Это было детское кладбище, только детские могилы, бесконечно много могил, расположенных в определенном порядке, аккуратно отделенные одна от другой узкими дорожками, настоящий детский город смерти. Маленькие белые кресты, низенькие белые ограды, исчезавшие под грудой цветущих белых и голубых венков, положенных вровень с землей, и все это мирное поле нежного, голубовато-молочного тона, казалось, цвело покоящимся под землей детством. Кресты рассказывали о возрасте: два года, год, четыре месяца, пять месяцев. У ничем не огороженной могилы, около самой дорожки, на убогом, перекосившемся, кое-как воткнутом кресте было написано только: «Эжени, три дня». Еще и не существовать и спать здесь, в сторонке, как будто в праздничный день собрались гости и ребенка посадили отдельно за маленький столик!

Наконец дроги остановились на середине аллеи. Увидев приготовленную могилу на углу ближнего квадрата, напротив кладбища младенцев, Сандоз нежно прошептал:

— Ах, бедный мой Клод, у тебя было большое детское сердце, тебе будет хорошо рядом с ними!

Служащие похоронного бюро опустили гроб. Священник угрюмо ждал под осенним ветром, могильщики с лопатами были уже здесь. Трое соседей ушли с полдороги, оставалось всего семь провожающих. Маленький кузен, обнаживший голову при входе в церковь и с тех пор, несмотря на непогоду, державший шляпу в руках, приблизился к могиле. Остальные тоже сняли шляпы и уже приготовились читать молитвы, как вдруг пронзительный свист заставил всех поднять головы.

В стороне, где был пустой участок, в конце боковой аллеи № 3, на высоком откосе окружной дороги над кладбищем проходил поезд. Обложенный дерном склон круто шел вверх, и на сером фоне неба резко выступили черные, геометрически четкие линии — телеграфные столбы, соединенные тонкими проводами, будка стрелочника, сигнальная дощечка — единственное движущееся красное пятно. Когда, грохоча и стуча колесами, поезд промчался мимо, стали ясно выделяться, подобно китайским теням на экране, силуэты вагонов и даже люди в светлых проемах окон. И снова показалось железнодорожное полотно, будто кто-то провел тушью черту, перерезав ею горизонт, а вдали без отдыха перекликались свистки, жаловались, пронзительно кричали то хриплые от страданий, то замирающие от скорби. Затем раздался мрачный призывный гудок.

— Revertitur in terram suam unde errat…[1] — торопливо читал священник по открытому молитвеннику.

Но его голос затерялся: прибыл, отдуваясь, огромный локомотив, он маневрировал как раз над их головами. У него был гортанный и низкий голос, в глухом его свистке слышалась беспредельная скорбь. Локомотив двигался вперед-назад, тяжело пыхтел, и на фоне неба вырисовывался его силуэт, похожий на какое-то чудовище. Бурно, с силой, он вдруг выпустил пар.

— Requiescat in расе [2], — читал священник.

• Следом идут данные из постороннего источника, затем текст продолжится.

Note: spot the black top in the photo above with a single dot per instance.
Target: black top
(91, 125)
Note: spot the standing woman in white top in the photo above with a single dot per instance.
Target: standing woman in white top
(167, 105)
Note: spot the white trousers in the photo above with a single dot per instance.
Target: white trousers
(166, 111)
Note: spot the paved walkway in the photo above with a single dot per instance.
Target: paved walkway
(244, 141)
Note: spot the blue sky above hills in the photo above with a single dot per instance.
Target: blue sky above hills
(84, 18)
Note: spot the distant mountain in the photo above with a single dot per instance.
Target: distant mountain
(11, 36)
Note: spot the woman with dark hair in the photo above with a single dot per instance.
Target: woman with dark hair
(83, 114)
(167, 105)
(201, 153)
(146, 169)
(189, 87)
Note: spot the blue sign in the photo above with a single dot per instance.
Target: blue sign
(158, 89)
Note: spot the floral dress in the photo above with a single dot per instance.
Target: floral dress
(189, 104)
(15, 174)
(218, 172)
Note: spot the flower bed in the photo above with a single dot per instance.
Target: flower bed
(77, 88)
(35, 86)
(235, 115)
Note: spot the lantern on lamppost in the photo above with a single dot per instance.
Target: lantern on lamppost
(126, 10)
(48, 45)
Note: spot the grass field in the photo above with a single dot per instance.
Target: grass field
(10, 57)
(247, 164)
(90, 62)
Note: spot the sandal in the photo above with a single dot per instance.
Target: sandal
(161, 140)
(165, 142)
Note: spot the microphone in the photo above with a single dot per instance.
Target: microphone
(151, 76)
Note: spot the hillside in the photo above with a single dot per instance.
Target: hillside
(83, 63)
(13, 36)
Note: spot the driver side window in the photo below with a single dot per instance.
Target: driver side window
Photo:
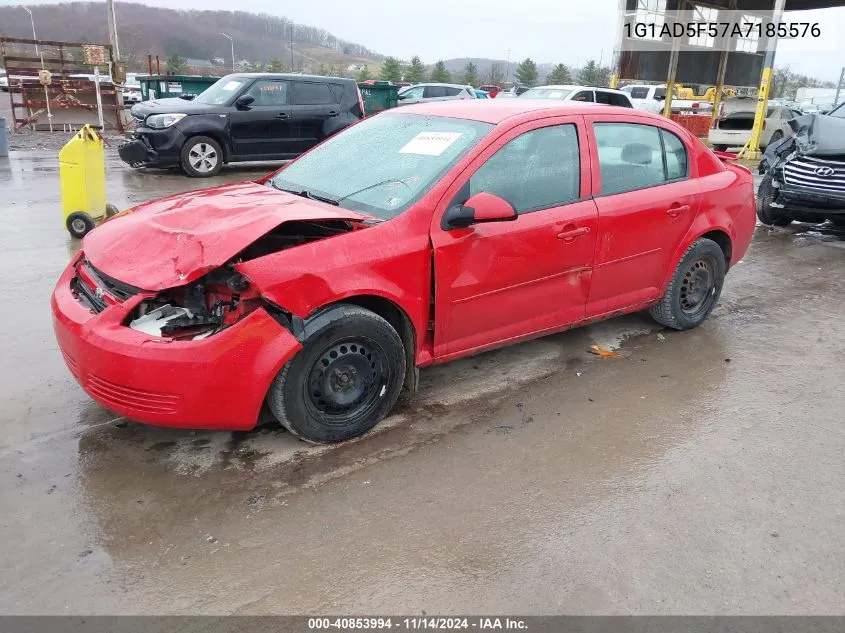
(536, 170)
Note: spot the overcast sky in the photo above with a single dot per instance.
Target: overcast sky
(568, 31)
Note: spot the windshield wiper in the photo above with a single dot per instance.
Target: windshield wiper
(367, 188)
(306, 194)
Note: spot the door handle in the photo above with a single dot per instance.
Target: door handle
(570, 232)
(677, 209)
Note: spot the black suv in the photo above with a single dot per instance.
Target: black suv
(242, 117)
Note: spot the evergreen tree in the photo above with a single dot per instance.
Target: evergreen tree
(526, 72)
(471, 74)
(415, 73)
(559, 76)
(391, 69)
(590, 73)
(439, 74)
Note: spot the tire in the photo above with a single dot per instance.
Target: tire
(765, 212)
(344, 381)
(694, 289)
(79, 224)
(201, 157)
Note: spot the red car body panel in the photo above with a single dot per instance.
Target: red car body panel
(175, 240)
(492, 283)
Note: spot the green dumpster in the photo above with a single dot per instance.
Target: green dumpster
(162, 86)
(379, 96)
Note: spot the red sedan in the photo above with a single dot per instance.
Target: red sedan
(417, 236)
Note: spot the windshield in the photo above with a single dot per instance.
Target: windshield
(384, 164)
(545, 93)
(221, 91)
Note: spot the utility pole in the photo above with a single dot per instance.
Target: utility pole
(839, 86)
(508, 67)
(232, 42)
(112, 29)
(32, 21)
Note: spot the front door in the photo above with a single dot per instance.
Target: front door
(646, 200)
(262, 129)
(502, 281)
(313, 105)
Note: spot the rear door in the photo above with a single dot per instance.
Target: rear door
(261, 129)
(313, 106)
(502, 281)
(647, 200)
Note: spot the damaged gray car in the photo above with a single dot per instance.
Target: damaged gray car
(804, 175)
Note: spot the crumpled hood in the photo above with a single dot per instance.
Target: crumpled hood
(176, 240)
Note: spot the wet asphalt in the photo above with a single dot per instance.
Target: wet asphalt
(697, 472)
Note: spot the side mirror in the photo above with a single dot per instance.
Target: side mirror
(482, 207)
(244, 100)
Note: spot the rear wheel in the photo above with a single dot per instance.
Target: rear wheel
(201, 157)
(695, 287)
(344, 381)
(767, 214)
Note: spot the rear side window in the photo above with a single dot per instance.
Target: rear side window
(536, 170)
(268, 93)
(307, 93)
(676, 156)
(631, 156)
(584, 95)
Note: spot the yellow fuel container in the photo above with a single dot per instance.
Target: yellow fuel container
(82, 171)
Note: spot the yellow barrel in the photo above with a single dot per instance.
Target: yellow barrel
(82, 170)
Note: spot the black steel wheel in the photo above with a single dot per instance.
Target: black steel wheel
(694, 289)
(344, 381)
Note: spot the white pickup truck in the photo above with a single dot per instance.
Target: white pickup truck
(651, 98)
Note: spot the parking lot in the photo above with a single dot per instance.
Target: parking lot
(696, 472)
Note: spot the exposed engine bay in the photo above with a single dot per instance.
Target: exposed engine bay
(216, 300)
(804, 175)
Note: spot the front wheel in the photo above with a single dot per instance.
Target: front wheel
(695, 287)
(201, 157)
(344, 381)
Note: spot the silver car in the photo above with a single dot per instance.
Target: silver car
(435, 92)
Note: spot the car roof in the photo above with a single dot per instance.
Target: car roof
(494, 111)
(286, 76)
(573, 87)
(438, 84)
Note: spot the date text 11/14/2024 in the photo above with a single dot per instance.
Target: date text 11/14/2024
(417, 623)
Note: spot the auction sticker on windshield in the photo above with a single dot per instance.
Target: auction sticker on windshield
(430, 143)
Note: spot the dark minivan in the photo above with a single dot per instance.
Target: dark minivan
(242, 117)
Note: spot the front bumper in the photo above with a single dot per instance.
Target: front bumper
(215, 383)
(153, 148)
(810, 200)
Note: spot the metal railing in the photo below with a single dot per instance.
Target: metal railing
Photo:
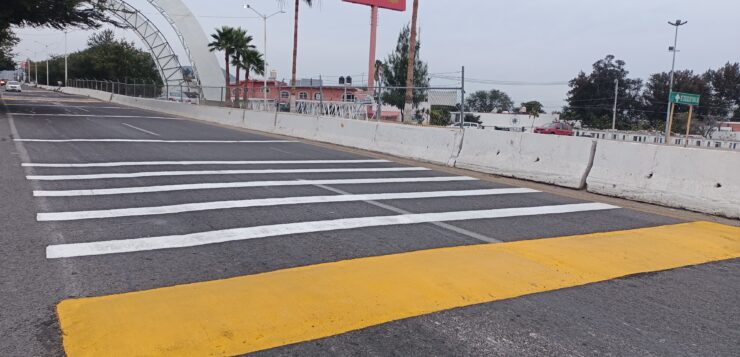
(344, 102)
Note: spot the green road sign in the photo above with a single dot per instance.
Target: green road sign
(684, 98)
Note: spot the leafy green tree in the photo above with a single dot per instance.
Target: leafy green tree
(439, 115)
(725, 83)
(591, 96)
(489, 101)
(225, 40)
(241, 42)
(250, 60)
(7, 41)
(106, 58)
(534, 108)
(57, 14)
(472, 118)
(395, 68)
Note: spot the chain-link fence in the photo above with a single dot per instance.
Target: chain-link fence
(431, 105)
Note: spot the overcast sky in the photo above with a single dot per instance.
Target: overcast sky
(505, 40)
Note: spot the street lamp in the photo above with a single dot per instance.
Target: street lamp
(65, 58)
(264, 20)
(36, 66)
(47, 62)
(674, 49)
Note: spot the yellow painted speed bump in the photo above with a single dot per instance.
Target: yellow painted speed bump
(256, 312)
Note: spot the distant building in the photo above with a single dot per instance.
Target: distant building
(728, 131)
(306, 89)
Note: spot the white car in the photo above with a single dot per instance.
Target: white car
(13, 86)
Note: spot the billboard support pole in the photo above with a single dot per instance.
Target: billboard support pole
(373, 34)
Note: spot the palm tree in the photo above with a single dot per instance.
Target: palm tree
(240, 42)
(295, 45)
(223, 40)
(250, 60)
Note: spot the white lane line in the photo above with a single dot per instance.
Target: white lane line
(140, 129)
(66, 106)
(155, 141)
(267, 202)
(94, 115)
(208, 186)
(214, 172)
(189, 163)
(241, 234)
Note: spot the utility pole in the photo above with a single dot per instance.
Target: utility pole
(47, 63)
(66, 78)
(462, 99)
(670, 86)
(373, 37)
(408, 107)
(614, 110)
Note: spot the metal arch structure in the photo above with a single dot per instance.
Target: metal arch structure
(206, 67)
(164, 56)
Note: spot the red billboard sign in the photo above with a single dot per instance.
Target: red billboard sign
(398, 5)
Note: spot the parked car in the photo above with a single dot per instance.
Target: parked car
(183, 97)
(467, 125)
(13, 86)
(555, 129)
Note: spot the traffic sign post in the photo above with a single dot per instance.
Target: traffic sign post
(685, 99)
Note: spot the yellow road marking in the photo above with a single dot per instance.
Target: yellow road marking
(256, 312)
(43, 99)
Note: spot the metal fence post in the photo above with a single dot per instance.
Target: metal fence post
(462, 100)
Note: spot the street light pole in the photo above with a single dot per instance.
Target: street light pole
(670, 86)
(47, 63)
(65, 59)
(614, 110)
(264, 22)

— Amen![3] — отвечал мальчик-певчий.

Но слова их потонули в резком оглушающем грохоте, похожем на непрерывный треск ружейной пальбы.

Бонгран с раздражением повернулся к локомотиву. Паровоз умолк, и это было облегчением. Слезы навернулись на глаза Сандоза, взволнованного собственным признанием, невольно слетевшим с его губ здесь, перед телом старого товарища, словно у них, как это бывало когда-то, только что шла пьянящая беседа; ему казалось, что в землю опускают его молодость, что лучшую часть его самого, полную иллюзий и энтузиазма, гробовщики подняли на руки, чтобы бросить в глубокую яму. В эту скорбную минуту непредвиденное происшествие усугубило его горе. Все предыдущие дни шли такие дожди, что земля размякла и теперь внезапно обвалилась. Одному из могильщиков пришлось прыгнуть в яму, он стал очищать ее лопатой, медленно и ритмично выбрасывая землю наверх. Казалось, этому не будет конца, казалось, это будет тянуться вечно; священник проявлял нетерпение; четверо соседей, неизвестно почему не покинувших процессию, с любопытством следили за работой могильщиков. А наверху, на откосе, локомотив продолжал маневрировать, отступая, пыхтя при каждом обороте колеса, и его открытая топка озаряла сумрачный день огненным дождем искр.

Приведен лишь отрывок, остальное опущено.